Anurag Thakur, Union Minister for Information and Broadcasting, on Friday, announced that Hungarian film director Istvan Szabo and American film director Martin Scorsese will be awarded the Satyajit Ray Lifetime Achievement Award at the 52nd International Film Festival of India (IFFI) in Goa, confirmed news agency ANI.

The IFFI was founded in 1952 and is considered one of the most prominent film festivals in Asia. The film festival seeks to provide a platform for the cinemas across the world to project their contribution to the understanding and appreciation of “film cultures of different nations in the context of their social and cultural ethos; and promoting friendship and cooperation among people of the world,” the official website of the iffigoa reads.

Who is Istvan Szabo?

Istvan Szabo is one of the most prominent Hungarian film directors of the past few decades. He directed auteur films in Hungary in the 1960s and ’70s that explored his generation’s experiences and recent Hungarian history (Apa (1966); Szerelmesfilm (1970); Tuzoltó utca 25. (1973)).

One of his most celebrated works, a trilogy, consists of Mephisto (1981) that is a winner of an Academy Award for Best Foreign Language Film and a Cannes Award for the Best Screenplay), Colonel Redl (1984) that is a winner of a Jury Prize at the Cannes Festival) and Hanussen (1988).

With the 1991 film Meeting Venus, he switched to English-language films. He followed it up with Sunshine (1999), Taking Sides (2001) and Being Julia (2004). 2004 directorial got an Oscar nomination for actor Annette Bening.

With Austrian actor Klaus Maria Brandauer came one of his most acclaimed films. In 1996, he was given the Hungarian Pulitzer Memory Prize for his TV documentary series, “The hundred years of cinema”.

Who is Martin Scorsese?

Martin Charles Scorsese graduated with a BS degree in film communications in 1964 and followed it up with an MA in the same field in 1966 at New York University’s School of Film.

During that time he made several prize-winning short films including The Big Shave (1967), and directed his first feature film, Who’s That Knocking at My Door (1967). Courtesy of his acclaimed work for Mean Streets (1973) he got paired with actor and frequent collaborator Robert De Niro.

In 1976, Scorsese’s Taxi Driver (1976) was given the Palme d’Or at the Cannes Film Festival. He followed that up with New York, New York (1977) and The Last Waltz (1978).

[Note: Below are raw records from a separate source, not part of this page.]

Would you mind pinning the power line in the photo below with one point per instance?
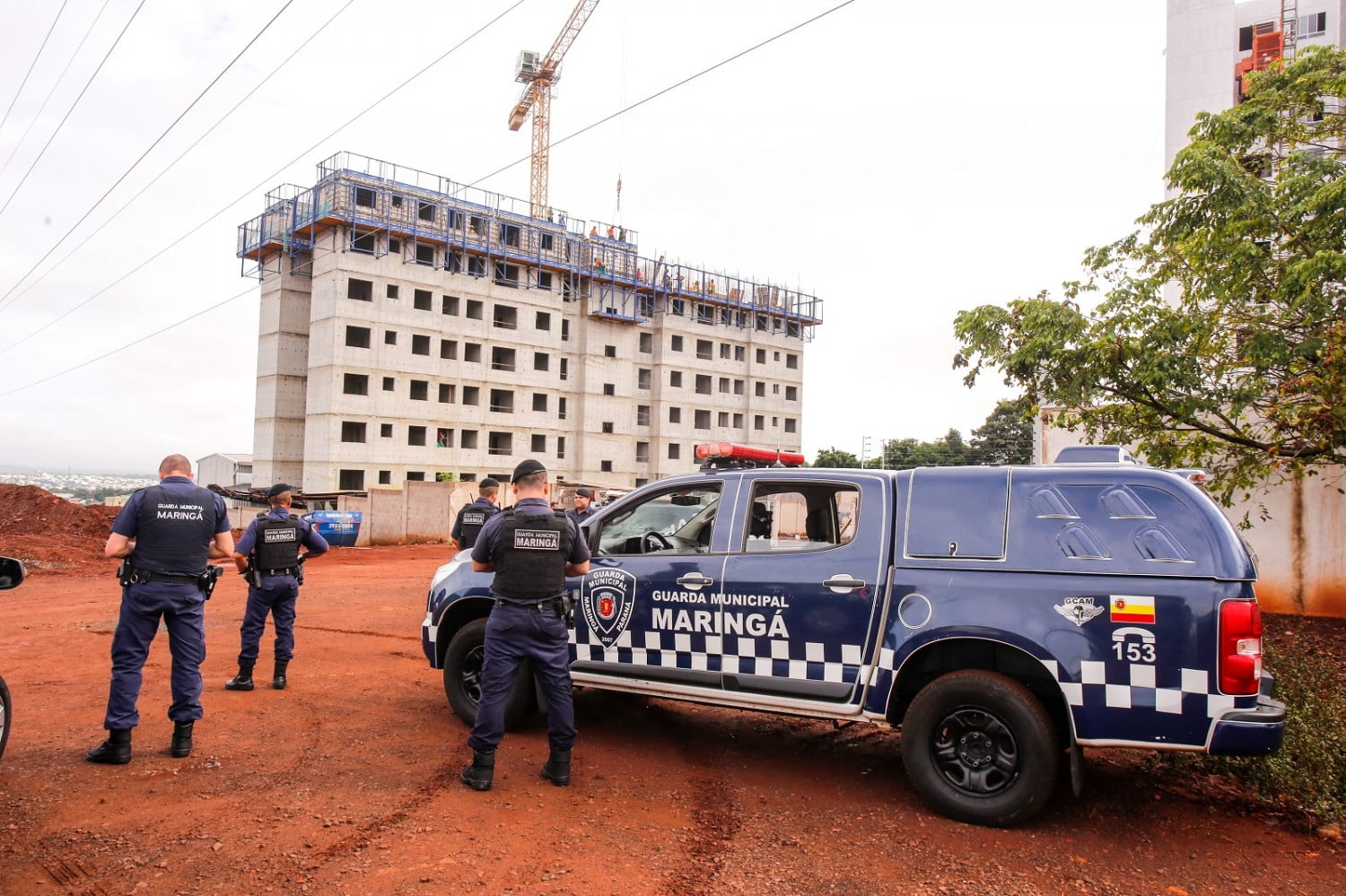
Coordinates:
(148, 150)
(50, 93)
(22, 180)
(34, 64)
(129, 344)
(108, 354)
(669, 89)
(142, 191)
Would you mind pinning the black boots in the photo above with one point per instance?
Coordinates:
(479, 774)
(115, 751)
(180, 740)
(242, 681)
(557, 767)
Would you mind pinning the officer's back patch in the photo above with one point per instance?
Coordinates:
(538, 540)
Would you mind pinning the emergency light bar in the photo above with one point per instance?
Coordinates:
(726, 454)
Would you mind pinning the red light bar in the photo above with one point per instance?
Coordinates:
(730, 451)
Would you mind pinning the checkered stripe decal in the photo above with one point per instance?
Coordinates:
(1136, 689)
(726, 653)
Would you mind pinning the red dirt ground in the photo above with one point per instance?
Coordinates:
(347, 780)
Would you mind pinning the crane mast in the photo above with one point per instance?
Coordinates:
(540, 74)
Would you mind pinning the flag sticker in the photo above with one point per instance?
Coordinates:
(1132, 608)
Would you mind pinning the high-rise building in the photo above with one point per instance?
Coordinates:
(1213, 43)
(414, 328)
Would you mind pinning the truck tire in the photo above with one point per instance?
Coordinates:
(980, 748)
(5, 715)
(463, 677)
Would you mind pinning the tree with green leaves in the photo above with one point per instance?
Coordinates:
(1006, 438)
(1244, 370)
(836, 459)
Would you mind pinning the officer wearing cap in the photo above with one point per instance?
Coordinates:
(532, 549)
(166, 533)
(470, 519)
(581, 510)
(268, 556)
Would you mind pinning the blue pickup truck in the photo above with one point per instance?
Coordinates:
(1001, 616)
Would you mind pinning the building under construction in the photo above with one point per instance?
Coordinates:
(415, 328)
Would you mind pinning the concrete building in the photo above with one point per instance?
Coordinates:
(414, 328)
(1211, 43)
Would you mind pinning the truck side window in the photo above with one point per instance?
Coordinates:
(791, 517)
(675, 522)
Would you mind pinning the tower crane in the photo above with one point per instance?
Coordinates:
(540, 74)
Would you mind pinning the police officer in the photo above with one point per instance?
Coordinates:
(268, 556)
(167, 532)
(532, 549)
(581, 510)
(470, 519)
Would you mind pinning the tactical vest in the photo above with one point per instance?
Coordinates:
(470, 521)
(174, 529)
(529, 556)
(277, 543)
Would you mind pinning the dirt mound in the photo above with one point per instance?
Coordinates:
(51, 535)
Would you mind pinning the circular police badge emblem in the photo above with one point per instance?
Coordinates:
(607, 600)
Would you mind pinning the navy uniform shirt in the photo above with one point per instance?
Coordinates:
(486, 543)
(309, 535)
(128, 518)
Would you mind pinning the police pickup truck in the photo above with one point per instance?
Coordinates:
(1001, 616)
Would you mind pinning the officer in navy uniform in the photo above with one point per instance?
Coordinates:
(532, 549)
(470, 519)
(268, 557)
(169, 532)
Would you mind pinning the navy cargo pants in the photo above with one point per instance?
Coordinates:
(276, 596)
(511, 634)
(182, 610)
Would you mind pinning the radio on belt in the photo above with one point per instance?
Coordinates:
(1004, 618)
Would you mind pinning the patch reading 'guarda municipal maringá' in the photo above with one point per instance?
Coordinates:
(536, 540)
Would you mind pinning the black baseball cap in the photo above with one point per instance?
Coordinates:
(527, 468)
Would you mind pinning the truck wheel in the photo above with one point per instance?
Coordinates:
(5, 715)
(463, 677)
(980, 748)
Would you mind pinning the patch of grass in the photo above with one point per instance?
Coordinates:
(1308, 772)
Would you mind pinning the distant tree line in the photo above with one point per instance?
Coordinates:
(1006, 438)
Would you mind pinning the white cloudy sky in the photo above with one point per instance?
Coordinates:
(902, 161)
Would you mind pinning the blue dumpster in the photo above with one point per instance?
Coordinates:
(339, 527)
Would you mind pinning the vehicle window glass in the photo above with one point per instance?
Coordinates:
(791, 517)
(672, 522)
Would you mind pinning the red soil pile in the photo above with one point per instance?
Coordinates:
(51, 535)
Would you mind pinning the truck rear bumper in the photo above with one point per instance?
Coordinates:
(1249, 732)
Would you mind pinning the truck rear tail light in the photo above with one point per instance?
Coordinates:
(1240, 648)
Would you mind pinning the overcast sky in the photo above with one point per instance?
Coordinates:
(899, 161)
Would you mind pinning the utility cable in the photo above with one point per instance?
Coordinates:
(50, 93)
(142, 191)
(32, 65)
(134, 164)
(249, 290)
(129, 344)
(669, 89)
(22, 180)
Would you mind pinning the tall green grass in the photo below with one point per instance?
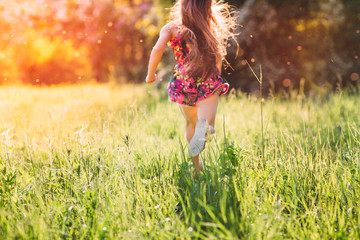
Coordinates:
(110, 162)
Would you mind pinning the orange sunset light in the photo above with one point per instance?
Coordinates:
(71, 41)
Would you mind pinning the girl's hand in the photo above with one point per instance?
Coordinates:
(150, 79)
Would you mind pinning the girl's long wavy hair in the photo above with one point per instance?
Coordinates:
(207, 26)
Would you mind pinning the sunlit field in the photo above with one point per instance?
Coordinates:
(110, 162)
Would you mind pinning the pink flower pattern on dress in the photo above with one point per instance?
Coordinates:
(183, 88)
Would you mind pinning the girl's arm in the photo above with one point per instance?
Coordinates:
(158, 51)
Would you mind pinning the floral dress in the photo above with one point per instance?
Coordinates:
(185, 89)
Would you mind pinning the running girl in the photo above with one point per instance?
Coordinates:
(198, 33)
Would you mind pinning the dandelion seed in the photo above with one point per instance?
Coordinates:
(354, 76)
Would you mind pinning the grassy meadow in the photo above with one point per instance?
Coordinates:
(110, 162)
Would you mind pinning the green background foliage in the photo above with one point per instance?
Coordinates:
(308, 45)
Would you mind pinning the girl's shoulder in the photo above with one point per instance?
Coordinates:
(173, 28)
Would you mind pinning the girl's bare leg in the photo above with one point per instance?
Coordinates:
(190, 115)
(206, 109)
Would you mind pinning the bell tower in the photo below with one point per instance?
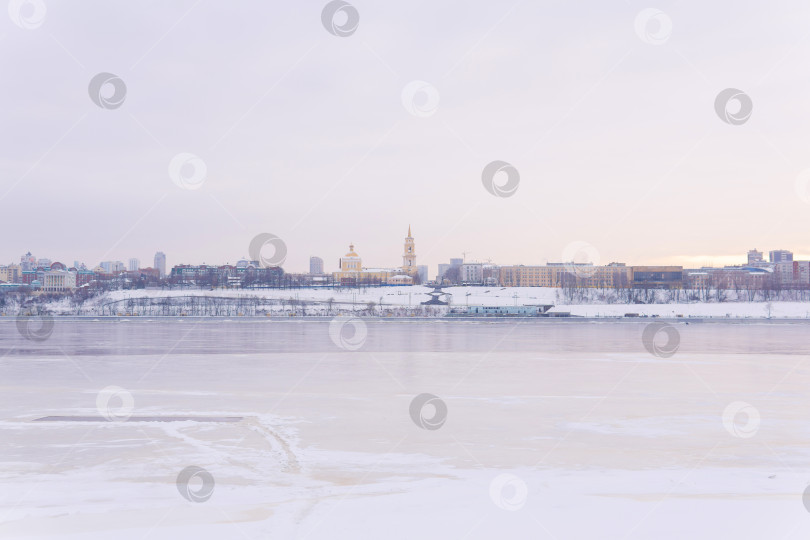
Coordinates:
(409, 255)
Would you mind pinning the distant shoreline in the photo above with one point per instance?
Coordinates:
(452, 320)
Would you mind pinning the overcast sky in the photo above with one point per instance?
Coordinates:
(611, 124)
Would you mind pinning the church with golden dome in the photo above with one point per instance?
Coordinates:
(352, 272)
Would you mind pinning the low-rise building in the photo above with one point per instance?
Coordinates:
(58, 281)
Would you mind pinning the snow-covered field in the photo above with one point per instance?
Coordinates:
(488, 296)
(551, 431)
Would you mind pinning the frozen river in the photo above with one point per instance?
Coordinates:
(181, 428)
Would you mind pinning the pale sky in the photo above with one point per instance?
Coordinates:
(304, 134)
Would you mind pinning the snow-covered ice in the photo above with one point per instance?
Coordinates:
(553, 430)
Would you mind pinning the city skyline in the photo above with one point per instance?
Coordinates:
(618, 145)
(731, 260)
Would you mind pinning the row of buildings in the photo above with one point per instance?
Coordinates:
(43, 275)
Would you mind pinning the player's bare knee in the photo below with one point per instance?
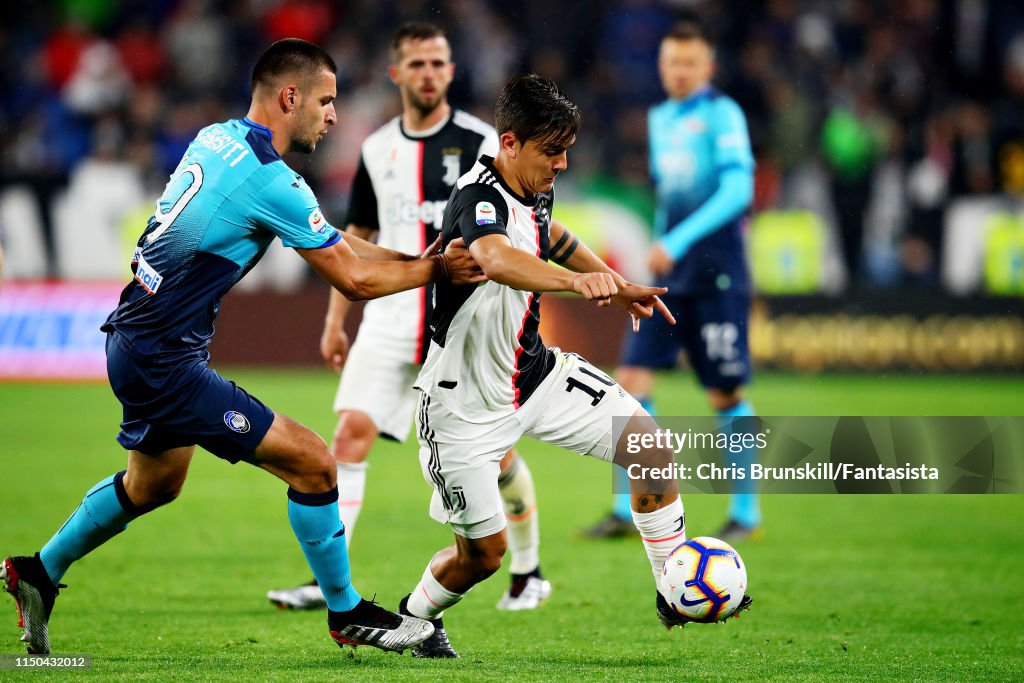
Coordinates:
(353, 437)
(724, 399)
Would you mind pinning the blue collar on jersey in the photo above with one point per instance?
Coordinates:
(692, 100)
(263, 130)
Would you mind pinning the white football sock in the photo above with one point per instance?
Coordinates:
(662, 530)
(516, 485)
(351, 484)
(429, 599)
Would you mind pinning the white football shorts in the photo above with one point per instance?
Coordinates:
(572, 408)
(381, 386)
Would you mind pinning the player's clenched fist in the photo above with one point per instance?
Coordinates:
(600, 286)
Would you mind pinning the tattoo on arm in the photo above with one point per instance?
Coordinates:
(564, 248)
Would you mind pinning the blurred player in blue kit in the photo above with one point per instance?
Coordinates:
(702, 168)
(229, 197)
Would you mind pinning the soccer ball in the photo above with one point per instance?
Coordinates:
(704, 580)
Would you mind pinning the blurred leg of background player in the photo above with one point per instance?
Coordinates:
(353, 438)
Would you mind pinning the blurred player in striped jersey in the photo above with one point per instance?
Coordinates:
(407, 171)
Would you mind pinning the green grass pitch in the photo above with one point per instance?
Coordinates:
(846, 588)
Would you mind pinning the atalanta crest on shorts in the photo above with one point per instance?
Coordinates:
(237, 422)
(485, 213)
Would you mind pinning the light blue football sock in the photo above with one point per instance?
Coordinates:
(103, 513)
(314, 520)
(621, 502)
(743, 505)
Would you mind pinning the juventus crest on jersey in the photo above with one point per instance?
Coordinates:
(487, 357)
(400, 188)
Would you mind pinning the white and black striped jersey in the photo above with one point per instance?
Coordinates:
(486, 356)
(400, 188)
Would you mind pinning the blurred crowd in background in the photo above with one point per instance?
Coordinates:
(877, 114)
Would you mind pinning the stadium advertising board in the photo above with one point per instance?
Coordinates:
(50, 331)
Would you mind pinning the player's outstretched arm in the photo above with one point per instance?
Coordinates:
(334, 340)
(358, 279)
(507, 265)
(638, 300)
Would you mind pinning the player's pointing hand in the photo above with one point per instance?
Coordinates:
(641, 301)
(600, 286)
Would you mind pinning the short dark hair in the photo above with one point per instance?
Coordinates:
(291, 55)
(414, 31)
(534, 109)
(689, 30)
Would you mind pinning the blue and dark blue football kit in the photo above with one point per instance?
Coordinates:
(230, 196)
(701, 165)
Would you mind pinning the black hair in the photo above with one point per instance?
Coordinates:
(291, 55)
(414, 31)
(534, 109)
(689, 30)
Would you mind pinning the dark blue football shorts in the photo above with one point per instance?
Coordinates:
(170, 406)
(712, 329)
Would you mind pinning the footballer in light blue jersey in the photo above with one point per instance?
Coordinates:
(230, 196)
(702, 168)
(701, 165)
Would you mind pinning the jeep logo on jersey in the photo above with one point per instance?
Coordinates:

Scorsese’s 1980 film Raging Bull saw De Niro put up an Oscar-winning performance. The film earned eight Academy Award nominations, including Best Picture and Best Director, and is hailed as one of the masterpieces of modern cinema. Scorsese went on to direct The Color of Money (1986), The Last Temptation of Christ (1988), Goodfellas (1990), Cape Fear (1991), The Age of Innocence (1993), Casino (1995) and Kundun (1997), among other films.